Mongodb – Mongo db and sharding / replica sets concept questions

mongodbsharding

I have few questions about sharding and replica sets:

  1. I am planning to write important logs to a sharded environment. about 100 million rows in a day, If I will connect to a single MONGOS process , wouldn't it be over loaded? can I define more entry points to the db?
  2. Can a config server be in the same servers as the sharded servers?
  3. if you look at this image : http://i.stack.imgur.com/lcp4X.png , in the bottom, 2 shards nodes that is a replica set. How come a shard be a replica set? isn't replica set is a full data node and a shard is a subset of the data? how can they be together?

enter image description here

here is what I don't get ):

"… A replica set is a group consisting of 1 primary and N secondaries. If you are sharding, each group will be a shard. That means that the single primary and all secondaries of the same group will have the same data (replicated)…"

From my understanding:
replica set is one primary that accepts all data.
Its data getting synced to the secondaries.

Sharding is a set of instances that accept subset of the data.

So, if replica set has all the data, and a shard has some data (on each server), how can they live together?

Best Answer

1 - You can have more than 1 mongos instance and connect to whichever you want (the client driver should have that option). Nevertheless, a mongos is just a router, meaning it will only route the requests to the correct shard(s).

2 - Yes, a config server can be in the same machine as a primary/secondary, just don't put config instances together (you are required to have 3 because of redundancy).

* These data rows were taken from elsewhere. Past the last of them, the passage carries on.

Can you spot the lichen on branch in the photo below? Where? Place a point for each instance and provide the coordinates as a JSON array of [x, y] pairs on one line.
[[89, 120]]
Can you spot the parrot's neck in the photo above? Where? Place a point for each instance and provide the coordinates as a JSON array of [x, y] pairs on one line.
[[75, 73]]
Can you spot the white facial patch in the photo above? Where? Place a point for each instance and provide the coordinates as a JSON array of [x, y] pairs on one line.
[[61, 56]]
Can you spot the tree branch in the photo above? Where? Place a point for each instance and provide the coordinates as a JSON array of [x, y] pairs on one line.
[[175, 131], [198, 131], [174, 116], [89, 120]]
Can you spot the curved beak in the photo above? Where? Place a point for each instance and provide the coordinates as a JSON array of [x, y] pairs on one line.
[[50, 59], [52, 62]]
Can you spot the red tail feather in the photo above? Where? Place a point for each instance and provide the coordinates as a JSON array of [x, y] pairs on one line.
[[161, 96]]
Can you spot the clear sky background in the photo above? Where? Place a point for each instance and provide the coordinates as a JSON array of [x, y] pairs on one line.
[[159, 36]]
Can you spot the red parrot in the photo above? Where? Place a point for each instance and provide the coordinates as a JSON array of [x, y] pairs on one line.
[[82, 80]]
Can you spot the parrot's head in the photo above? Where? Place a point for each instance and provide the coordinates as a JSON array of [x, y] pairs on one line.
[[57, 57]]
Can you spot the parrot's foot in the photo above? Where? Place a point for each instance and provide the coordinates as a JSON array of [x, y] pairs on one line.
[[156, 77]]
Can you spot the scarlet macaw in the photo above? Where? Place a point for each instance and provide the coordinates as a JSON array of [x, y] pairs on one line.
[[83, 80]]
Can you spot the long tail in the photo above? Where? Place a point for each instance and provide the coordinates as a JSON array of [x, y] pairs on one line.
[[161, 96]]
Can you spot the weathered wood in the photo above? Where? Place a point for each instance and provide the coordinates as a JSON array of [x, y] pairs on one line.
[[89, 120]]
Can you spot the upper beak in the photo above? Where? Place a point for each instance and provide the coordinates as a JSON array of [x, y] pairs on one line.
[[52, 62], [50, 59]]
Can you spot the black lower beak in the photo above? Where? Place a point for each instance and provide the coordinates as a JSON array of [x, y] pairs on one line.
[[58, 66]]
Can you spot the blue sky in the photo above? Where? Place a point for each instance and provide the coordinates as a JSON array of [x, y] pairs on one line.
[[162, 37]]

3 - A replica set is a group consisting of 1 primary and N secondaries. If you are sharding, each group will be a shard. That means that the single primary and all secondaries of the same group will have the same data (replicated). Also, having more secondaries won't help you increase the write performance as only the primary is able to do perform inserts/updates/deletes. Considering this, the only way to increase the write performance is by having more shards (horizontal scaling) and, of course, choosing a good sharding key that will balance data across all shards (you don't want all your data to be in 1 shard and all others remain empty). For further info check this official doc explaining the concept of replica set and its members http://docs.mongodb.org/manual/core/replica-set-members/

Also, instances of a replica set shard (the primary and N secondaries) are not required to be in the same machine. You might want to put them in separated machines to increase redundancy and perhaps have a better distribution of the load.